The group has been performing together for five years during local festive occasions. But the team's opportunity to appear on Arabs Got Talent was "pure coincidence", said Saleh, the leader of team.
"An MBC producer saw our performance on local TV and suggested we apply online," he said.
Saleh said he had expected to see more performances native to this region, such as al Dabka dance, which involves stomping on the floor and kicking, and is performed in the Levant Arab countries. When Saleh told his friends the team would be performing the Yolla, they were not very encouraging.
"Everyone here told us no one would understand it and how it wasn't creative enough," he said. "But we stuck to it. I was actually disappointed not to see other contestants on the show performing any traditional talents, like al Dabka, but instead copying western talents."
Saleh thought perhaps not enough Emiratis knew about the show.
"I hope for the second season they do more local advertising so more Emiratis know where to go and how to apply," he said.
The MBC marketing team said there were plans for a second season of the show with expanded operations and advertising to reach more would-be hopefuls and encourage them to audition.
The Emirati team, flown into Lebanon four days before the live show, spent most of their time before the broadcast rehearsing.
The show's celebrity judges - the Lebanese singer Najwa Karam, the Egyptian talk show host Amr Adeeb, and the Lebanese journalist and academic Ali Jaber - called their performance "unco-ordinated" and "confusing".
"I disagreed with them," Saleh said. "I don't think they understood the dance and so to them it looked confusing. My brother and I were throwing two rifles at the same time, and each of the members had a solo moment in the centre of the stage."
The best thing about being on the show, he said, were the friendships formed and e-mail addresses exchanged. The contestants became unofficial ambassadors of their home countries.

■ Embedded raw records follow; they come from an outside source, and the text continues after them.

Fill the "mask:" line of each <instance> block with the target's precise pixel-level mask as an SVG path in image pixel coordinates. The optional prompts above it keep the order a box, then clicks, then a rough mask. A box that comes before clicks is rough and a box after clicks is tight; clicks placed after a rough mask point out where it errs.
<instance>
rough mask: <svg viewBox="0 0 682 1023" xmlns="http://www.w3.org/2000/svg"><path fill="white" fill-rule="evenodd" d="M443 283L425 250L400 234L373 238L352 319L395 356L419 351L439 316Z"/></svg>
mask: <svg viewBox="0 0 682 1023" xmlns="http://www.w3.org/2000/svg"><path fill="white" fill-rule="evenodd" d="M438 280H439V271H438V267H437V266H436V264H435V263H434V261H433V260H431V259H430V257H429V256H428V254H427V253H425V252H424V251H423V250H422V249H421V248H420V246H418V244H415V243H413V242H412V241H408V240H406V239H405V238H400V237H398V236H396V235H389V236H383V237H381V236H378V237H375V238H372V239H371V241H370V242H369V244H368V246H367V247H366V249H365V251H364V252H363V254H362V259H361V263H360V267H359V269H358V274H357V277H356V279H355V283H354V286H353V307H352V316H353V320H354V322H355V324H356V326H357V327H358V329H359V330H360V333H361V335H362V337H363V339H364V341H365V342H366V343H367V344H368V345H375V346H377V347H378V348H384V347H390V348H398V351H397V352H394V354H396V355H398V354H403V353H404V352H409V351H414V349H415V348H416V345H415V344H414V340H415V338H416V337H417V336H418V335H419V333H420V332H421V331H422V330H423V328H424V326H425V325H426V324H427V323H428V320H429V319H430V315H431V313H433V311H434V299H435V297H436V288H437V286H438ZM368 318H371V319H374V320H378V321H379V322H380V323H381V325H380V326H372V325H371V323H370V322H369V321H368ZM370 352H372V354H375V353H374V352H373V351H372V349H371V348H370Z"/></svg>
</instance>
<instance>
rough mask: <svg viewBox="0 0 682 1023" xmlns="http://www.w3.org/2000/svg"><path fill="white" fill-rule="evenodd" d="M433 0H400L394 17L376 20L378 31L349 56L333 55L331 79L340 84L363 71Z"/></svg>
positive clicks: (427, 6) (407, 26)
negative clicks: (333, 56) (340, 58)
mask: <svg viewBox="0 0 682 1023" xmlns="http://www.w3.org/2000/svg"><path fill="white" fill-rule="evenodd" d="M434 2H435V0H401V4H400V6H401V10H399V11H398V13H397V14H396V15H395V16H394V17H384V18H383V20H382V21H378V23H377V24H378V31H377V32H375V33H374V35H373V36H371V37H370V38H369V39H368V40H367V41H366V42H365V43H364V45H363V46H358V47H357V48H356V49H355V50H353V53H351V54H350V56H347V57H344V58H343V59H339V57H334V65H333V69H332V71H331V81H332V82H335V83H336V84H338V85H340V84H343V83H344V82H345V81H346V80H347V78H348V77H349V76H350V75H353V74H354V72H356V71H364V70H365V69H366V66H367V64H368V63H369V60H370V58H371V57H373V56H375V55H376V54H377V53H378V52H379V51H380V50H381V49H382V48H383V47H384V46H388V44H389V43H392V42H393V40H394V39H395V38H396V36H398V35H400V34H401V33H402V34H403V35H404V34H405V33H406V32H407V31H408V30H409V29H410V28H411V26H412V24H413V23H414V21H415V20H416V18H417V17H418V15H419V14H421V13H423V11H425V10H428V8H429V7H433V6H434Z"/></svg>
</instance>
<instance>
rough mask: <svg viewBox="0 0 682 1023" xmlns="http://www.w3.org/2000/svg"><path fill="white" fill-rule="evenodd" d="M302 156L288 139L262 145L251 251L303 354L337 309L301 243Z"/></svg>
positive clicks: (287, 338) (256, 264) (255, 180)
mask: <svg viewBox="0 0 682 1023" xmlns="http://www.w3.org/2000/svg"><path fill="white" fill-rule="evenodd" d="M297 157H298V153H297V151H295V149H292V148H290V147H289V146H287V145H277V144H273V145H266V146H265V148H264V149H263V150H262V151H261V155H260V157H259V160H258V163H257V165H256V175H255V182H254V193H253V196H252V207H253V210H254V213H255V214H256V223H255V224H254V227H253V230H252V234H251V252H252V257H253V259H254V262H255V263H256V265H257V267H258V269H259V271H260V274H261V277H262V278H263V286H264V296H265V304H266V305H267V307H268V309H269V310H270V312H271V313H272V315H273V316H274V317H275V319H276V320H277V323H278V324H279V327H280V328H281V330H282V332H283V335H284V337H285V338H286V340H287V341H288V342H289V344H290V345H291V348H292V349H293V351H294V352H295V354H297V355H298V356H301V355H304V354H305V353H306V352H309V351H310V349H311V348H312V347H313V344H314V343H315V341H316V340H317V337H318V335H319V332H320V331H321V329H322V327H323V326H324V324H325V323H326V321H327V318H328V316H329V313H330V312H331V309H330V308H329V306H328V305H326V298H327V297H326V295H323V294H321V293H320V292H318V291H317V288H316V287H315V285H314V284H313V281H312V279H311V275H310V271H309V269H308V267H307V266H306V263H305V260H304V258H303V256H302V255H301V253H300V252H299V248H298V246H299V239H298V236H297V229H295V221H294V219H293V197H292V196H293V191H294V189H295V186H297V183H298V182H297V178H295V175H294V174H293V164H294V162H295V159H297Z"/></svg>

"I learnt a lot about other Arab countries, like Libya and Egypt, and what is happening there, and they found out more about our country," he said. "We kept showing each other photos we had from our home countries and discussed them."
In the end, the team took their loss in stride.
"We just wanted to represent the UAE on the world stage and honour Sheikh Zayed by performing in his name," Saleh said.